Dois poemas de Ronaldo Cagiano

Bronze

Na gramática do tempo
consuma-se a linguagem perfeita
das estátuas.

Everado Norões

Na praça com seu nome
passo em frente
ao busto inerte de Getúlio Vargas
e saúdo as aves veteranas
que há décadas depositam em sua cabeça
o engenho das fezes
batizando o metal sem vida.

Olho ao redor
e a vida invertebrada
de vai e vens indiferentes
não se atém
à inutilidade de todas as homenagens

Mergulho na tarde
que, melancólica e sem pressa,
invade e rumina a cidade
em sua imutável e desértica
condição
com seu tempo siderúrgico
endurecendo os pulmões

Atônito entre os labirintos
de provincianos disfarces,
retido na indecisão
de desconhecidos atalhos,
perco o fio dessa meada urbana,
carrego o pesadelo dos dias
e me enfurno na paisagem

Estação adversa

Pois não.

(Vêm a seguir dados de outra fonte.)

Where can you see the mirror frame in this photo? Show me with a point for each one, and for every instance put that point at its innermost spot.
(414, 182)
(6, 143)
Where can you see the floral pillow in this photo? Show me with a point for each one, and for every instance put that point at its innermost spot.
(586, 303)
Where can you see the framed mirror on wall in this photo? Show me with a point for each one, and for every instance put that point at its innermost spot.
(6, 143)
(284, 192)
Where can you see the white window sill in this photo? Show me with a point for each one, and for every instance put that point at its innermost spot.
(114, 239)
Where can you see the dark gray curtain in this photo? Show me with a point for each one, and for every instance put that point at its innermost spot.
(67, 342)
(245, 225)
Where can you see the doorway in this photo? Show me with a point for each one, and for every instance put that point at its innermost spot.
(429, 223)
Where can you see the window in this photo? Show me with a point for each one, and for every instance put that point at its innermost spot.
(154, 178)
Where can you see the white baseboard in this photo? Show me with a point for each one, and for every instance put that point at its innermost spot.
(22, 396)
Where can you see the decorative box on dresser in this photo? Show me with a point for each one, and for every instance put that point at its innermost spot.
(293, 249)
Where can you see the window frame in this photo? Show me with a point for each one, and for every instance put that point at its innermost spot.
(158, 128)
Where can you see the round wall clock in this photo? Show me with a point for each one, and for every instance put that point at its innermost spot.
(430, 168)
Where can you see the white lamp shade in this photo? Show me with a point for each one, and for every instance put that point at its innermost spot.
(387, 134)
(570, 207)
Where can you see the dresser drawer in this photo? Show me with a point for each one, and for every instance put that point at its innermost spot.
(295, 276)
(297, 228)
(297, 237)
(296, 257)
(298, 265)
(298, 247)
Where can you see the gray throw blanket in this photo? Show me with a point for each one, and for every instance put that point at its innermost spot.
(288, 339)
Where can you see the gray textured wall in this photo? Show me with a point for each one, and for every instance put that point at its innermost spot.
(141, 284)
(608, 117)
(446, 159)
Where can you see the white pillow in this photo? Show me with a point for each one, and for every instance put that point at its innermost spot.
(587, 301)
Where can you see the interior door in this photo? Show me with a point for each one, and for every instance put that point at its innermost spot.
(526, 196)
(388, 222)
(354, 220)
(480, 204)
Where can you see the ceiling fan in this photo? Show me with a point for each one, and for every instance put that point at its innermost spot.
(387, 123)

O passado é um país estrangeiro,
mas é esse para sempre o nosso país.

Luís Filipe Castro Mendes

A viagem ao passado
nunca regressa:
na combustão da memória
sinto um cão
chafurdando o íntimo,
adulando um cardume de açoites.

Animal lambendo a ferida,
escória num continente esquivo
onde adubam-se canteiros de melancolia.

As cidades nomeiam
seus mortos
e as efígies de bronze
como tobogãs de insetos,
com seu repertório de excrementos
deixa-os mais vivos
do que nós:

resistem em meio à ausência de bússola
e à fecundação do precário
nesses tempos de ilusões no cio
e colheita de fósseis do nada.

Martelo feroz da existência
é essa música do tempo
tutelando meus dissabores
notas culminantes feito lâminas:

é o fado
ou o fardo da vizinha com besouro na garganta
sibilando salmos em desvario,
acidente
na rota de minhas insônias
quando viajo em galáxias de sangue.

Há um mundo dentro das palavras
(máquina soturna)
que tento desbravar:

esse promontório
que é sedução
                           ou abismo.


Ronaldo Cagiano é mineiro de Cataguases, viveu em Brasília e São Paulo e vive atualmente em Portugal. Formado em Direito, é autor, dentre outros, do livro de poemas Observatório do caos (Patuá, 2016) e do livro de contos Eles não moram mais aqui (Patuá, 2015), vencedor do 3º lugar do Prêmio Jabuti 2016.